Aslan menggeleng pelan namun dalam hatinya menjawab, "Aku berasal dari negeri ini bu. Cuman berbeda zaman denganmu"

"Terus dari mana kamu berasal?"

"Jakarta" jawab Aslan.

"Desa apa itu, yang aku tahu tidak ada nama desa itu di sini"

Aslan mencerna semua tanda tanya lawan bicaranya, berpikir tentang Jakarta tempat ia lahir. Mengingat zaman yang sangat jauh mungkin nama suatu kota juga pasti berbeda.

"Batavia!" ucap Aslan ketika mengingat nama kotanya di era colonialisme.

"Kurang tau aku, soalnya Ibu ini jarang main keluar desa" ucap Ibu menjelaskan.
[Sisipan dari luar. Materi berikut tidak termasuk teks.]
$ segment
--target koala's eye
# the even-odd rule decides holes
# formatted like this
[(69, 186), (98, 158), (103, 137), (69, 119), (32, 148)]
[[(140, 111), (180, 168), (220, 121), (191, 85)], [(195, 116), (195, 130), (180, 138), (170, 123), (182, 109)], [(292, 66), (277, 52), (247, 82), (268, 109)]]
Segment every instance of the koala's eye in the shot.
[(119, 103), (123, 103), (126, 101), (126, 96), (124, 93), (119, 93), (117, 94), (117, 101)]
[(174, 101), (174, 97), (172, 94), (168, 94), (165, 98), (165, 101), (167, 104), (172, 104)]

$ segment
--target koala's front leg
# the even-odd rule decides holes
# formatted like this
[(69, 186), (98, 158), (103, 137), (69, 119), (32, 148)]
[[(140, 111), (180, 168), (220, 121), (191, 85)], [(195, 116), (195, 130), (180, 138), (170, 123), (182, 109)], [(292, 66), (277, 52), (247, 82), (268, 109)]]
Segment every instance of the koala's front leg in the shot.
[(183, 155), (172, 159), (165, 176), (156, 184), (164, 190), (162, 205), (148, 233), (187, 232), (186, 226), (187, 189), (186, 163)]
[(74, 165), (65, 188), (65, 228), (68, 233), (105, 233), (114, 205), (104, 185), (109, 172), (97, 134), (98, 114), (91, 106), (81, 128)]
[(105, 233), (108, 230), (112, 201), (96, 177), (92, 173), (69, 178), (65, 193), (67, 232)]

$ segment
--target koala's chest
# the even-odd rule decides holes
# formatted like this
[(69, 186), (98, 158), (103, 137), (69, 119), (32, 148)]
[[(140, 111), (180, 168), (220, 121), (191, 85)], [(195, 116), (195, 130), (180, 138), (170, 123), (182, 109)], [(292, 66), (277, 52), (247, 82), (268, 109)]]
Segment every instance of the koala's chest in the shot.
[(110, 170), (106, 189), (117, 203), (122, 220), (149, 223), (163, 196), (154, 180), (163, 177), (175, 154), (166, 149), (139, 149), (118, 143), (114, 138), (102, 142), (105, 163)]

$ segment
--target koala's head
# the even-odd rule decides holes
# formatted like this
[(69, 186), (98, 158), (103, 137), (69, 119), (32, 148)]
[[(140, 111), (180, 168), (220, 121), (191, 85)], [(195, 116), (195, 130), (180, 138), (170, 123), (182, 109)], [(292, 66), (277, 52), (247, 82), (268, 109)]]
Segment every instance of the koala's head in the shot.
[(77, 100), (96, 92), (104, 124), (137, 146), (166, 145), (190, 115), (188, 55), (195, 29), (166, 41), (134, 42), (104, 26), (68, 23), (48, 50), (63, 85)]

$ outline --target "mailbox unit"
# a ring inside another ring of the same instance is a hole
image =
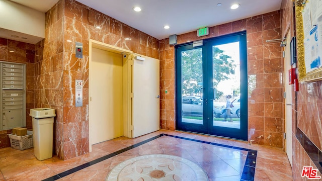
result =
[[[0,130],[26,126],[26,65],[0,62]]]

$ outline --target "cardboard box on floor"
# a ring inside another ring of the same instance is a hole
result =
[[[27,128],[14,128],[12,129],[12,134],[19,136],[26,136],[27,135]]]

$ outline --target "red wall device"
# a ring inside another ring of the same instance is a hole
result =
[[[294,80],[295,79],[295,69],[292,68],[288,70],[288,84],[294,83]]]

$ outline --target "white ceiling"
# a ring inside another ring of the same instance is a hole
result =
[[[46,12],[58,0],[12,0]],[[282,0],[76,0],[159,40],[280,9]],[[221,6],[217,4],[221,3]],[[240,5],[232,10],[230,6]],[[132,8],[138,6],[142,11]],[[164,26],[169,25],[169,29]]]

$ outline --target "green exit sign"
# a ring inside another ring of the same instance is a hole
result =
[[[199,37],[206,36],[209,34],[209,29],[208,27],[200,28],[197,30],[197,36]]]

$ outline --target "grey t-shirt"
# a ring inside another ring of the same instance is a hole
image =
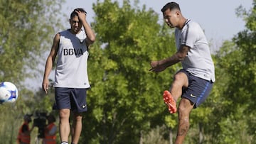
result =
[[[214,82],[214,64],[207,39],[199,24],[187,20],[181,30],[176,28],[175,39],[177,50],[182,45],[190,48],[181,62],[183,68],[196,77]]]
[[[83,29],[77,35],[69,31],[60,33],[55,87],[89,88],[87,58],[89,52]]]

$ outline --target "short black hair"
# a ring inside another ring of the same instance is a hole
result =
[[[87,12],[82,8],[77,8],[75,9],[74,9],[73,11],[72,11],[71,14],[70,14],[70,19],[73,18],[74,16],[78,16],[78,13],[75,12],[75,11],[81,11],[81,12],[83,12],[83,13],[87,13]]]
[[[164,6],[164,7],[161,9],[161,11],[162,13],[164,13],[167,9],[173,10],[173,9],[176,9],[181,11],[179,5],[177,3],[176,3],[176,2],[169,2],[169,3],[167,3],[165,6]]]

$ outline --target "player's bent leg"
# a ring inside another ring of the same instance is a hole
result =
[[[189,129],[189,114],[193,105],[188,99],[182,98],[178,106],[178,128],[176,144],[183,143]]]
[[[68,135],[70,131],[69,116],[70,110],[69,109],[60,109],[60,137],[61,141],[68,141]]]
[[[72,125],[72,143],[78,144],[82,131],[82,113],[74,113]]]

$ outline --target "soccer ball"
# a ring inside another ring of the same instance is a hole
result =
[[[17,87],[11,82],[0,82],[0,104],[13,103],[18,99]]]

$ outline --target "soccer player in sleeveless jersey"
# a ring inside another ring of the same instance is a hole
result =
[[[78,143],[82,112],[87,111],[86,91],[90,87],[87,70],[88,50],[95,40],[95,35],[86,20],[86,15],[82,9],[75,9],[71,13],[70,28],[55,35],[46,64],[42,87],[47,93],[48,76],[58,55],[53,87],[55,107],[59,111],[62,143],[68,143],[70,111],[73,112],[72,143]]]

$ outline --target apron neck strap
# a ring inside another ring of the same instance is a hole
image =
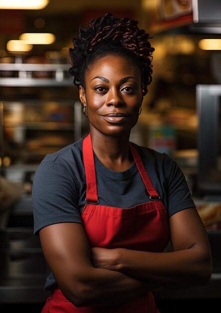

Aslan mengangangguk ngangguk paham. Melihat raut heran Sang Ibu paruh baya di hadapanya.

"KEEKK SAMPEYAN TAU BATAVIA??" tanya Ibu tua itu dengan depan kuping Kakek tua.

Kakek hanya melamun melihat langit-langit terlihat raut wajah keriput itu berpikir keras.

"Batavia. Aku kenal orang yang berasal dari Batavia. Sebelah Barat pulang Jawa ada kota yang bernama Batavia. Kota yang maju namun di kuasai oleh Belanda" ucap Kakek tua itu sambil tertawa. "Hahaha jadi ingat masa muda aku"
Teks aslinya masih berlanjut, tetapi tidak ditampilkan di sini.